Raster Feature Extractor

A CLI tool and Python library for extracting vector features from geospatial raster (TIF) files using the Segment Anything Model (SAM), and exporting them as GeoJSON.

Installation

pip install orthomasker

Usage

# Using CLI
orthomasker your_input_filename.tif your_output_filename.geojson

# Using Python
from orthomasker.feature_extractor import RasterFeatureExtractor

# Provide your own test TIF file (upload or use a sample)
input_tif = "your_input_filename.tif"
output_geojson = "your_output_filename.geojson"

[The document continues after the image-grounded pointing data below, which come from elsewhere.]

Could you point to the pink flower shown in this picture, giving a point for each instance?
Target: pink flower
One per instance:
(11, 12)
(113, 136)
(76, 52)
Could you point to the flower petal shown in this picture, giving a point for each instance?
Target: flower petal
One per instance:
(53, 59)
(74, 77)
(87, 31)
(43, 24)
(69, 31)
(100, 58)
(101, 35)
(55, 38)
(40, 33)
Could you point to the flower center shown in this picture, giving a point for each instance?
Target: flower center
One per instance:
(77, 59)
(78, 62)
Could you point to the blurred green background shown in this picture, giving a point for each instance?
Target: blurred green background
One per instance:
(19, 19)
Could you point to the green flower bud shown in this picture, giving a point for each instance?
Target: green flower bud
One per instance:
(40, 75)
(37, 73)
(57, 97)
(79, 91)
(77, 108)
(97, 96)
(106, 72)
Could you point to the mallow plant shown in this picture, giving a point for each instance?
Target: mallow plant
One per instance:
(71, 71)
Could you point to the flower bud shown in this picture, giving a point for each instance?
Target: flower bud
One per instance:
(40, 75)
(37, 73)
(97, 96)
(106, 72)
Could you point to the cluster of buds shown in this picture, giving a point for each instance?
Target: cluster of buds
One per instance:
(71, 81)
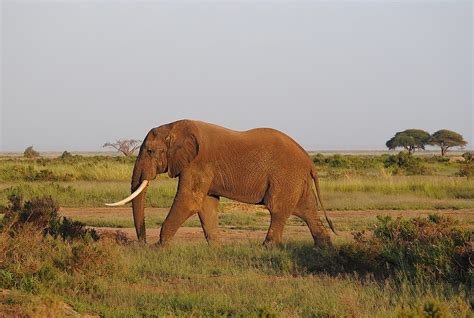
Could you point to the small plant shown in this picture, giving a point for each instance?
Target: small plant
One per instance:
(404, 163)
(66, 155)
(466, 170)
(30, 153)
(468, 156)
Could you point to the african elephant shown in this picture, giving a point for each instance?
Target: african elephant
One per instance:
(258, 166)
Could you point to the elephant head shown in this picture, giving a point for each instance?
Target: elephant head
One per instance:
(168, 148)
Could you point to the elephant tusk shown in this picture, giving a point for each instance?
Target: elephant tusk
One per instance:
(131, 196)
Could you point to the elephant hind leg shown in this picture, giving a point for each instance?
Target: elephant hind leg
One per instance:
(307, 211)
(209, 219)
(277, 224)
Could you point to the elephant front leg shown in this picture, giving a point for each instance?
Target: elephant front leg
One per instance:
(188, 201)
(209, 219)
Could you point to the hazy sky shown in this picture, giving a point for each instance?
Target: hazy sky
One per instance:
(333, 75)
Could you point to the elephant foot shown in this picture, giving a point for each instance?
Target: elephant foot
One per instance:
(323, 242)
(271, 243)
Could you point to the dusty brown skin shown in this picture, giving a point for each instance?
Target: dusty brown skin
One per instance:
(259, 166)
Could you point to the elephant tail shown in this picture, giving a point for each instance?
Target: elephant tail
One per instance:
(315, 177)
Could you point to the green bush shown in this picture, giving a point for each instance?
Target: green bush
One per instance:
(41, 213)
(466, 170)
(30, 153)
(468, 156)
(424, 248)
(66, 155)
(405, 164)
(430, 308)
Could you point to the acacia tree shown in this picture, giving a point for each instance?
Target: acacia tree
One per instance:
(446, 139)
(125, 146)
(410, 139)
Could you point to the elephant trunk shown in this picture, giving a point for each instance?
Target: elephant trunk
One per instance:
(138, 203)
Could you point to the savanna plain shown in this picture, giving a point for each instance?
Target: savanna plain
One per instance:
(403, 249)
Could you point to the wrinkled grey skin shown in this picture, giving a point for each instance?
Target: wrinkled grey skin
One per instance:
(259, 166)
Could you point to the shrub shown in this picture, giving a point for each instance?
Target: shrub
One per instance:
(423, 248)
(468, 156)
(428, 308)
(31, 153)
(466, 170)
(404, 163)
(66, 155)
(41, 213)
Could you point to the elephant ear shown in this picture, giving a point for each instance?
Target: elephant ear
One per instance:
(183, 147)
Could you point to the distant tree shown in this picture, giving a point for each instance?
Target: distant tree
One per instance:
(446, 139)
(125, 146)
(468, 156)
(410, 139)
(30, 153)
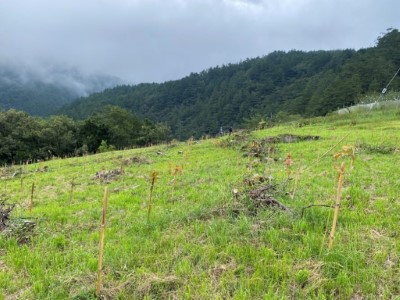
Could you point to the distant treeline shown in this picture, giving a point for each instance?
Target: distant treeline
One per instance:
(279, 84)
(24, 137)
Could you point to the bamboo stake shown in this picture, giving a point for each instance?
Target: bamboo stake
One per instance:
(337, 205)
(101, 242)
(31, 202)
(153, 177)
(330, 149)
(71, 195)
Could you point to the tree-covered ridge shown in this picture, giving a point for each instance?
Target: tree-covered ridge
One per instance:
(295, 82)
(24, 137)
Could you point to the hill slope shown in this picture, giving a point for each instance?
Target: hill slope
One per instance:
(212, 233)
(305, 83)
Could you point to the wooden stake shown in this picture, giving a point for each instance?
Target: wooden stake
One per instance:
(71, 195)
(153, 177)
(101, 242)
(337, 205)
(31, 202)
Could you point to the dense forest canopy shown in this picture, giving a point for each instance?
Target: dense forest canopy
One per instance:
(24, 137)
(280, 83)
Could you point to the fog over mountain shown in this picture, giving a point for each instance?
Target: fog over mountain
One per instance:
(42, 91)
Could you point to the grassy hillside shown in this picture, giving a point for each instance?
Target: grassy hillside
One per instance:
(215, 230)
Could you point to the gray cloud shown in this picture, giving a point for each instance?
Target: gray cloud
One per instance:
(158, 40)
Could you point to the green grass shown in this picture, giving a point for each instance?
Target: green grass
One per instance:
(203, 241)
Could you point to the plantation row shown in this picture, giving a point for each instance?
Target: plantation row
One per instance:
(284, 213)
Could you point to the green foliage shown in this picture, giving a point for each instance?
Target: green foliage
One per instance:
(295, 82)
(207, 237)
(23, 137)
(105, 148)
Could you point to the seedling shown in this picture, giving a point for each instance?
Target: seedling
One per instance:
(288, 164)
(153, 178)
(337, 205)
(101, 242)
(31, 202)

# Set up the extractor (use the path to your .pth file)
extractor = RasterFeatureExtractor()

extractor.convert(input_tif, output_geojson)

Options

  • --sam-checkpoint: Path to SAM model weights (default: sam_vit_h_4b8939.pth)

  • --model-type: SAM model type (vit_h, vit_l, vit_b; default: vit_h)

  • --confidence-threshold: Minimum stability score to keep a mask (0–100; default: 0, no filter)

  • --tile-size: Tile size for processing (default: 1024)

  • --overlap: Tile overlap in pixels (default: 128)

  • --class-name: Class label for output features (default: sam_object)

  • --min-area: Minimum area (in square units of TIF CRS) for output features (optional)

  • --max-area: Maximum area (in square units of TIF CRS) for output features (optional)

  • --compactness: Minimum compactness threshold (0.0–1.0) using Polsby-Popper metric for filtering irregular shapes (optional)

  • --fixed-bounds: Bounding box (minx, miny, maxx, maxy) in image CRS

  • --merge: Merge overlapping polygons in output (optional)

  • --verbose: Enable verbose output

Compactness Filtering

The --compactness option allows you to filter out irregular or elongated shapes by setting a minimum compactness threshold. This uses the Polsby-Popper compactness metric:

Compactness = (4π × Area) / (Perimeter²)

  • Perfect circle: compactness = 1.0
  • Square: compactness ≈ 0.785
  • Elongated shapes: compactness approaches 0.0

Common threshold values:

  • 0.1: Very permissive (removes only extremely irregular shapes)
  • 0.3: Moderate filtering (removes highly irregular shapes)
  • 0.6: Strict filtering (keeps only relatively compact shapes)
  • 0.8: Very strict (keeps only very round/square shapes)

Development

Setup

git clone https://github.com/nickmccarty/orthomasker.git
cd orthomasker
pip install -r requirements.txt
pip install -e ".[ml,dev]"

Acknowledgments

This project leverages Meta AI’s Segment Anything Model (SAM) for automatic mask generation, which is faciliated by utilizing segment-anything-py as a dependency; many thanks to Qiusheng Wu, et al. for their work!

Citations

@article{kirillov2023segany,
title={Segment Anything},
author={Kirillov, Alexander and Mintun, Eric and Ravi, Nikhila and Mao, Hanzi and Rolland, Chloe and Gustafson, Laura and Xiao, Tete and Whitehead, Spencer and Berg, Alexander C. and Lo, Wan-Yen and Doll{'a}r, Piotr and Girshick, Ross},
journal={arXiv:2304.02643},
year={2023}
}

License

This project is licensed under the Apache License 2.0 - see the LICENSE file for details.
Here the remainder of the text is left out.